Usually, it's at one.
There's a meeting today at 1:30, though.
The meeting is to introduce us a new program to help the DIR modernize.
The program won't be put into place until Fall of 2008.
How can I form an opinion of this program if I've never used it?
Why show us the bare bones more than a year before we'll be trained on it?
Obviously, they don't want any constructive criticism from us.
Which seems really stupid, to me.
At lunch, I'm moving my car to the garage across the street.
It's 75¢ per hour, but it's worth it today.
I'm also wearing my sandals back to work.
I'm going to try my best not to ask any questions at the meeting.
I get to leave work as soon as it's over.
When they announce the end, I'm heading down stairs and across the street.
I'll climb in my car and drive off as quickly as I feel safe to drive.
If I get to Cowtown before 8 PM, I'm going to drop by my grandparents' house.
It's my grandma's birthday today.
I was supposed to be there all day.
Actually, I was going to meet her and all those who went after church yesterday.
I couldn't though.
I was here.
My interview is in barely over 24 hours.
I'm not ready.
I don't feel good about it.
I'm tired of doing interviews.
Maybe if I'm made a hostage during a break-out they'll feel guilty and hire me.
What am I thinking, this is the state, they'd never hire anyone like that.
At the wedding on the 30th, I thought about begging for a job.
I didn't, though.
I'm not that kind of person.
But I thought about it for a few minutes while I was talking to the man.

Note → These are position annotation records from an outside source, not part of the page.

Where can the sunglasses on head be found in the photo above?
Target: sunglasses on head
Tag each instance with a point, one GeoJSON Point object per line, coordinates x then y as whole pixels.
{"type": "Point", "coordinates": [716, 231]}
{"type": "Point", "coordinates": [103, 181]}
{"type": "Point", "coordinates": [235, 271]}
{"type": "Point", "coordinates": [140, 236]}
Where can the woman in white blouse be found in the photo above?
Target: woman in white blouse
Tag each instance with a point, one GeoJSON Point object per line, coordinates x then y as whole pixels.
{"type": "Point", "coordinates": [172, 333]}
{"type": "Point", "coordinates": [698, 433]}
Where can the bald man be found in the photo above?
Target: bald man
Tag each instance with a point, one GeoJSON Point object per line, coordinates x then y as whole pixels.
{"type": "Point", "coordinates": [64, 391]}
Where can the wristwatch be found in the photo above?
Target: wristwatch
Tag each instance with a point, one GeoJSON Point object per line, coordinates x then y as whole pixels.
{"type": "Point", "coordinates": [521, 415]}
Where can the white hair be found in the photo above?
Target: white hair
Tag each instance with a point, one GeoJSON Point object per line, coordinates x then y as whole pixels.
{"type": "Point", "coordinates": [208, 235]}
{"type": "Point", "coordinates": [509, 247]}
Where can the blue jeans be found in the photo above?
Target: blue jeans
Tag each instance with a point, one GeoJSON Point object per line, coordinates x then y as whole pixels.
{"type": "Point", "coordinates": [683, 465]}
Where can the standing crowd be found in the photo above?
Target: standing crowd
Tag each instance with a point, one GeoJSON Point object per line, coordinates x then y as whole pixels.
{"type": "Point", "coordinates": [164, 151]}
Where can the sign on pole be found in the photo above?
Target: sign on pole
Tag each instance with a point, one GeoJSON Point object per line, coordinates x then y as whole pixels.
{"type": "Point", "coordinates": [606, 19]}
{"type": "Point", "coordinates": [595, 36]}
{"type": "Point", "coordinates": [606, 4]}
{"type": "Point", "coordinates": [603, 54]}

Then he mentioned how lots of people abuse the Workers' Comp system.
I got mad at that.
Lots of people don't.
All it takes is one jackass to ruin it for everyone.
(Believe me, I know, I'm a state employee, I know the jackass in my office who ruined it for everyone.)
I'd say that out of the 20,000+ files we have, there are between ten and fifteen that are for people who have/are abusing the system.
The rest just want to get better and get back to work.